Cold brew is the easiest premium coffee you can make — no technique, no temperature control, no timing pressure. Mix, wait, strain. Here’s the recipe we’ve refined over hundreds of batches.
Ingredients and gear
100 grams (about 1¼ cups) of coarsely ground coffee, 500 grams of cold filtered water, a large jar, and something to strain with — a fine mesh sieve lined with a paper filter or cheesecloth works perfectly.
Step 1: Combine
Add coffee to the jar, pour the water over, and stir until no dry pockets remain.
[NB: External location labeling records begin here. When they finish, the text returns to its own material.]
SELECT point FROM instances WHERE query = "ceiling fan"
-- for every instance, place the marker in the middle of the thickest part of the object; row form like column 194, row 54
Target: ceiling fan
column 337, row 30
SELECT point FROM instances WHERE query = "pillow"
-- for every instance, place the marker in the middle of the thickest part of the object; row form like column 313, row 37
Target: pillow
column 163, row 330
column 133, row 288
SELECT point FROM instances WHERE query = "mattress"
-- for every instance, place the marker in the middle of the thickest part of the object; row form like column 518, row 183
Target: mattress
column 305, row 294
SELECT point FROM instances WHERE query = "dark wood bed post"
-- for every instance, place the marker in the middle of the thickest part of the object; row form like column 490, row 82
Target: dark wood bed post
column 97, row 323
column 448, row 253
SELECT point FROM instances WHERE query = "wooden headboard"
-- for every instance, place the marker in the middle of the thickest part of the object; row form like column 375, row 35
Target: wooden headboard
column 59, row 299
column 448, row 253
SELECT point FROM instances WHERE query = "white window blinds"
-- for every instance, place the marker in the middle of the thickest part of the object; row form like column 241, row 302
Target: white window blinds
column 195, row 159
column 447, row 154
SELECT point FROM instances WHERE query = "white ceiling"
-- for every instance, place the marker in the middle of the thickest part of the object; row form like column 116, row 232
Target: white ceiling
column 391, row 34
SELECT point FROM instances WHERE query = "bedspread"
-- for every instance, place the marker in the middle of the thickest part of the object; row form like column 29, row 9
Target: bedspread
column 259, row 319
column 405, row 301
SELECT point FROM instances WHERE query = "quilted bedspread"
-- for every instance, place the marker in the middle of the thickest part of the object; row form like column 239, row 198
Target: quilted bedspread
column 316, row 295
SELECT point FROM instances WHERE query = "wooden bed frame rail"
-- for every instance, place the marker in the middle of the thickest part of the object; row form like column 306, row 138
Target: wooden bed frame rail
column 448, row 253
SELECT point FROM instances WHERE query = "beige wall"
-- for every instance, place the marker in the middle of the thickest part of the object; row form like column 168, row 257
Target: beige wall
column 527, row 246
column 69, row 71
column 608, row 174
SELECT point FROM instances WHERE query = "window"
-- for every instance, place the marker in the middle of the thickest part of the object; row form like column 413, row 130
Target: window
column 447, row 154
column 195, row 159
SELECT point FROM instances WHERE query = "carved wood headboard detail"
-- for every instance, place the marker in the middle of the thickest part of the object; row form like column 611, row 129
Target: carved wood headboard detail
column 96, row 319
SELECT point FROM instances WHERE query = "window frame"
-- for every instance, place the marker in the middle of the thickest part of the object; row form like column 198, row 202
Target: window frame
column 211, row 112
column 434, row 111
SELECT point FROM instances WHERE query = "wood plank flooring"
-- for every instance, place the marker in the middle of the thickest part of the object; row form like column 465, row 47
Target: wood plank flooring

Use an extra-coarse grind — like peppercorns — so the strain stays easy and the brew stays smooth.
Step 2: Steep
Cover and steep 12–18 hours. Room temperature is faster (12–14 hours); the fridge is slower but safer if you tend to forget (16–24 hours). Longer isn’t better — past 24 hours the brew picks up woody, flat flavors.
Step 3: Strain
Pour through your lined sieve. Don’t press or squeeze the grounds — let gravity work, and you’ll be rewarded with a clean, sediment-free concentrate.
Serving your concentrate
This makes a 1:5 concentrate. Dilute roughly 1:1 with water, milk, or ice to serve. It keeps up to two weeks refrigerated, though it’s best in the first week.
Caffeine note
Cold brew concentrate is strong — a diluted 12 oz glass typically carries 150–200 mg of caffeine, roughly double a regular cup of drip. Plan your afternoon accordingly.